L'enfer est pavé de bonnes intentions, comme qui dirait, mais recycler un cycle qui n'est pas bon, ce n'est pas une bonne idée... Nous savons depuis un moment déjà que le plastique est polluant, qu'il n'est pas biodégradable, et qu'il s'immisce dans la biodiversité - nous compris - sous forme de microplastique.
Pour limiter sa production, nous avons décidé de le recycler. Résultat, comme l'explique Nathalie Gontard, chercheuse à l’Inrae : moins de 2 % des plastiques sont recyclés en circuit fermé pour retrouver leurs propriétés d’origine. La majorité finit en "décyclage", transformée en objets moins qualitatifs comme des pulls ou des pots de fleurs.
Flore Berlingen, autrice de Recyclage, le grand enfumage - Comment l'économie circulaire est devenue l'alibi du jetable, déplore que derrière cette "illusion verte" se cache une dynamique qui favorise toujours plus de consommation. "Les industriels surfent sur l’argument marketing pour maintenir des productions jetables", dénonce-t-elle. Résultat : le consommateur est bercé par l’idée que consommer du plastique recyclé est une solution, quand en réalité il continue d’alimenter un cycle polluant. Et ce dernier est évidemment défendu corps et âme par les lobbies industriels, qui freinent les réglementations plus ambitieuses. C'est ce qu'on a vu lors du dernier sommet antipollution qui s'est tenu fin novembre en Corée du Sud.
En Europe aussi, plutôt que de prendre des grandes décisions, on choisit d'attacher le bouchon à la bouteille, encore une fois pour rassurer les consommateurs en assurant qu'ils peuvent consommer sans s'inquiéter de polluer.

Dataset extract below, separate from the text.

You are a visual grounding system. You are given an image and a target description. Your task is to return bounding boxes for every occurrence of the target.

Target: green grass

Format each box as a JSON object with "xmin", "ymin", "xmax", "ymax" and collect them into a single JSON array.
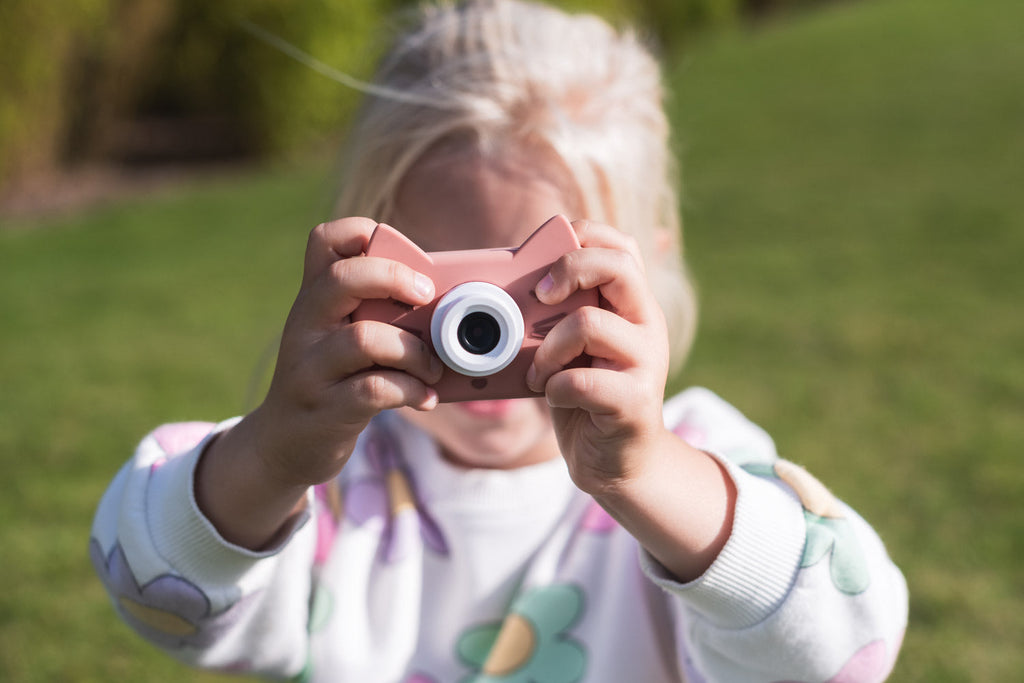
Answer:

Comme le rapporte le sénateur Alain Houpert sur X, entre 3 et 9 milliards d'euros ont été dépensés en R&D par l'Union européenne pour arriver à cette brillante idée, révélatrice d'une technocratie déconnectée des enjeux réels.

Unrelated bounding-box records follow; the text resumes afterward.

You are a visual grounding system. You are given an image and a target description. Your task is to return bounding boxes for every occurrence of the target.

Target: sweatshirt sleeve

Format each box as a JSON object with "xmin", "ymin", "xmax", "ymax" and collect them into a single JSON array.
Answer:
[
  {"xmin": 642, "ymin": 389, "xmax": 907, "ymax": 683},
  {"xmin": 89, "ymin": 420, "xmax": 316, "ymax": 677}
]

Fabienne Lagarde, chercheuse à l’Institut des molécules et matériaux du Mans, explique que "les grandes problématiques environnementales, telles que le changement climatique, la perte de biodiversité ou la pollution par les plastiques, ne peuvent être abordées que de manière globale". Selon elle, "l'Homme de 2024 contient du plastique", et elle prédit que ce sera encore pire à l'avenir si aucune décision globale n'est prise rapidement.